"I wanted to collect women’s life stories in order to get a broader picture of the everyday lives of women whose voices are frequently not heard in the public record."
It’s no secret that much of history is written by and about men. This is especially true for the Mennonites of Mexico and Belize. Dr. Doreen Helen Klassen, a professor of social/cultural studies, hopes that her research will give voice to a group of women who are rarely, if ever, represented in scholarly literature.
Dr. Klassen’s mother tongue is Low German, the dialect spoken along the northern coast of Germany and in many anti-modern Mennonite communities. In the mid-1990s she had the opportunity to travel to Mexico to interview Mennonites who had immigrated there from Manitoba and Saskatchewan in the early 1920s. In response to the Manitoba Schools Act, the community had negotiated rights to educate their children in Low German, using their own textbooks and their own teachers. By moving, their culture would be further protected.
Dr. Klassen wanted to learn more about the people she had met, so in 2010 she returned to Mexico conduct more research. She added Belize to her itinerary after some of Grenfell’s international students reminded her that there were also Mennonite communities in that Central American country.
So far, she has conducted 90 interviews on themes including migration experiences, marriage practices, natural health remedies, dealing with substance abuse, and memories of childhood games.
“I wanted to collect women’s life stories in order to get a broader picture of the everyday lives of women whose voices are frequently not heard in the public record,” she said. “As well, since these women are part of a culture that resists contact with ‘the world’ and has no organized social groups beyond the family, I was interested in seeing how they adapted to living in new climactic conditions, often necessitating substantial shifts in agricultural practices and familial food ways.” Dr. Klassen is surprised at how willingly the women she has interviewed have shared their stories.
“At times I really didn’t know if I was a researcher, counselor or priest, so it was tremendously humbling to have total strangers trust me with very personal stories,” she said.

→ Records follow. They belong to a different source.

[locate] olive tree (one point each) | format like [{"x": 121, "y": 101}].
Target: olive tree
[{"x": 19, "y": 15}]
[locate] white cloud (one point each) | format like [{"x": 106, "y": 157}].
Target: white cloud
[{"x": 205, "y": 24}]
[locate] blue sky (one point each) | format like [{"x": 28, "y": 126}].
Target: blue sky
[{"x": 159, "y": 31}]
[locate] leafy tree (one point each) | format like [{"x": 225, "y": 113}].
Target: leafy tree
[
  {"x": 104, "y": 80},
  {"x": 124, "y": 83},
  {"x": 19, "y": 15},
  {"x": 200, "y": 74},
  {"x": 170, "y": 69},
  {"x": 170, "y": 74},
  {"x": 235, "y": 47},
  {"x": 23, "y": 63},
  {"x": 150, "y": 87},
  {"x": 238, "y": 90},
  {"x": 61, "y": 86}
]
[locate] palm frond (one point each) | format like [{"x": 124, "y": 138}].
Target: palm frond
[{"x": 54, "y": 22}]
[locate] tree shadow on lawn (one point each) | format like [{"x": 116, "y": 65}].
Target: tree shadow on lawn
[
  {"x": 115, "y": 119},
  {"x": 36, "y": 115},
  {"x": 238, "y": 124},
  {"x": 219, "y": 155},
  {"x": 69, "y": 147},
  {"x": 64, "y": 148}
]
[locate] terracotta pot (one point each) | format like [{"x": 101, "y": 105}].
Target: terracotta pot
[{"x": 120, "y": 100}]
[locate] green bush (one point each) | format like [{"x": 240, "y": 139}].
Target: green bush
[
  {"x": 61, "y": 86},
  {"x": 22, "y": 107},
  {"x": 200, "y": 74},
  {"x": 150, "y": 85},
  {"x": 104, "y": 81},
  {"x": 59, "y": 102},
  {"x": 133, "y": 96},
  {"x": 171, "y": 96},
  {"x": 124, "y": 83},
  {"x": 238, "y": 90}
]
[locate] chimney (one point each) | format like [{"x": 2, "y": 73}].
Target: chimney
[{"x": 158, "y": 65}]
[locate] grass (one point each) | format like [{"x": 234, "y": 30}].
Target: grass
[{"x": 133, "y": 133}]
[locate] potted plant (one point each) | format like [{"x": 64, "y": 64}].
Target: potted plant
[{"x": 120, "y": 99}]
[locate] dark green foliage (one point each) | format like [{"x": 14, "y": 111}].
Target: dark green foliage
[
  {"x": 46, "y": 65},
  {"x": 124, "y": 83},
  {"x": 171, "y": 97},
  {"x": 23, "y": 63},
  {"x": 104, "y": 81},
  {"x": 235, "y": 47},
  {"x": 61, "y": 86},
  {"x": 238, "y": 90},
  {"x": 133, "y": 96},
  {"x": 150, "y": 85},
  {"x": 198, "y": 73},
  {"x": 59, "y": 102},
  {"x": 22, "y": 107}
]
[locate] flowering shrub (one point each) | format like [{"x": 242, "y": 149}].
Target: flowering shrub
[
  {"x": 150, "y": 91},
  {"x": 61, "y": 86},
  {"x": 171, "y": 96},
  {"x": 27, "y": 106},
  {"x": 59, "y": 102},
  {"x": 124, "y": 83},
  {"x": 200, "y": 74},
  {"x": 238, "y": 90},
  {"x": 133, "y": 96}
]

While it wasn’t her original goal when she began her research, she has also started writing short stories in Low German, often incorporating the life stories of the women she has interviewed. Mennonite women living in anti-modern groups in Mexico and Belize generally have only six years of formal education and many of them have expressed a desire to improve their literacy skills. Dr. Klassen believes that access to life stories in their mother tongue can potentially be used in literacy programs for these Mennonite women.
Dr. Klassen’s Low German research is also being incorporated into an English language Mennonite history curriculum that will be used in private Mennonite schools in Canada.